Part of this struggle originates from a reliance on ‘max pool’ layers. These have been used alongside convolutional layers. Max pool has a fundamental issue however, which is that by simply taking a maximum value, we are losing a lot of information every time the networks representation of something gets more complex. This results in features of transformed objects that have different orientations, thus different small features, but similar in larger, more conceptual ways to be lost in the lower layers. This paper uses an idea that is illustrated in Hinton’s 2017 paper, dynamic routing, in order to avoid this information loss and thus preserve information until larger conceptual connections can be made. Further, the information loss of max pooling is a detriment obscured images. The features that make up an image can be pooled out to the point where the classifier cannot identify the class of an object.
Instead of a pooling layer then, what is preferable is a kind of routing that includes all of the information understood in the layer below. For this, each convolutional layer is replaced with multiple convolutional layers, the block being labelled a ‘capsule’, and instead of a max pol being executed on scalar values, the vector outputs are routed to the next layer via coupling coefficients, that are optimized during gradient descent. This allows the network to do something that, instead of progressively assigning parts, or features, to wholes and zeroing other possibilities, actually does something closer to inverting the rendering process, where every more information is retained.
Our goal in this paper is to be able to demonstrate a Capsule Network’s powerful ability to classify, with a focus on it’s ability to segment various objects in an image, specifically it’s resilience to transformations that commonly cause convolutional neural networks to falter, and it’s ability to identify images that have high levels of overlap.
We focus on Capsule Networks facilities which afford it the ability to confront ambiguity as well as conflicting signals, which emerge from segmenting images that are unique due to their complexity. Our work thus delves into generalizing Hinton’s findings to the field Deep Learning which involves object ambiguity, and the specific challenge of being able to classify symbols within CAPTCHA-style images due to their unique complexity and challenges their variation poses to model generalizability.

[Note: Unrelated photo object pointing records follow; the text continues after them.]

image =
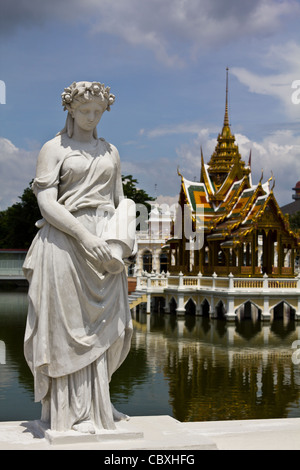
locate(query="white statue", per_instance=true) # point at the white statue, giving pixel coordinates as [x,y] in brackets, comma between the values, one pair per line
[79,323]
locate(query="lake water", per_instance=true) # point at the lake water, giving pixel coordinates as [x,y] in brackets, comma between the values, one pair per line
[191,368]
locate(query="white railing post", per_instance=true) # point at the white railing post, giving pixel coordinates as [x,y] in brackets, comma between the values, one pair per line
[230,277]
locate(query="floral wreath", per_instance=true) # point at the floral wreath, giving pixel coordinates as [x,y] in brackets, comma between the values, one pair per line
[79,89]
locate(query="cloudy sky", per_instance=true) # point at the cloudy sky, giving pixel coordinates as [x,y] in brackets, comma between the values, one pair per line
[165,60]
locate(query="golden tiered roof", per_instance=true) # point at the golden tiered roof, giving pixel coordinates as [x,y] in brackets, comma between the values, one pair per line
[231,204]
[226,164]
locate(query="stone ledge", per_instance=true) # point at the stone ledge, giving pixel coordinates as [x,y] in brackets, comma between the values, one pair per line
[121,432]
[138,433]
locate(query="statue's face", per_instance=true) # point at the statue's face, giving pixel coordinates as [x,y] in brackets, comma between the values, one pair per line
[88,115]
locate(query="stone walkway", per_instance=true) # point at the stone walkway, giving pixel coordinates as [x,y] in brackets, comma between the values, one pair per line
[161,433]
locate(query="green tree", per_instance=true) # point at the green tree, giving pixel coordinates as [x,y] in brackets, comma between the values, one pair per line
[17,223]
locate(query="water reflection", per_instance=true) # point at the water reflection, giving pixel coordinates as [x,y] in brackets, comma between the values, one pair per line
[192,368]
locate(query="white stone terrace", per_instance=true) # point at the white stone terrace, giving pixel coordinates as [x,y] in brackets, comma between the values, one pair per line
[229,293]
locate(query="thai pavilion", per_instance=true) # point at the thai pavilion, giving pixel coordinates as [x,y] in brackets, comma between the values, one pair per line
[241,229]
[231,251]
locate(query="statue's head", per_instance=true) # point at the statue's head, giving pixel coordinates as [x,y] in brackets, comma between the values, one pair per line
[80,93]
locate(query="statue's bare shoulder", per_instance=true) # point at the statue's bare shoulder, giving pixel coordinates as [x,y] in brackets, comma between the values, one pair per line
[50,155]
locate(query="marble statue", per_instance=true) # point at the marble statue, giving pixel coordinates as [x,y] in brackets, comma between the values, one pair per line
[79,325]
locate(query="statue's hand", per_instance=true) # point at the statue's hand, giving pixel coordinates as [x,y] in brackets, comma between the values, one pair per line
[97,247]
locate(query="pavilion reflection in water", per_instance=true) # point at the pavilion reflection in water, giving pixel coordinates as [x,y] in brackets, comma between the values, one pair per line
[217,370]
[193,368]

However, we go beyond this task and attempt to add an additional layer of ambiguity by overlaying CAPTCHA images, causing the CAPTCHA-style symbols to overlap and also includes variable affine transformations. We then proceed to classify as well as semantically segment the objects within these images. Our demonstration of the semantic segmentation will occur by employing Capsule Networks ability to classify each symbol within the image and also reconstruct the objects in the image in their entirety which will allow us to evaluate the semantic segmentation. Finally, we add a constraint in this task; to perform the aforementioned task with a significantly reduced dataset in order to build on the findings of Dileep George’s findings on Recursive Cortical Networks.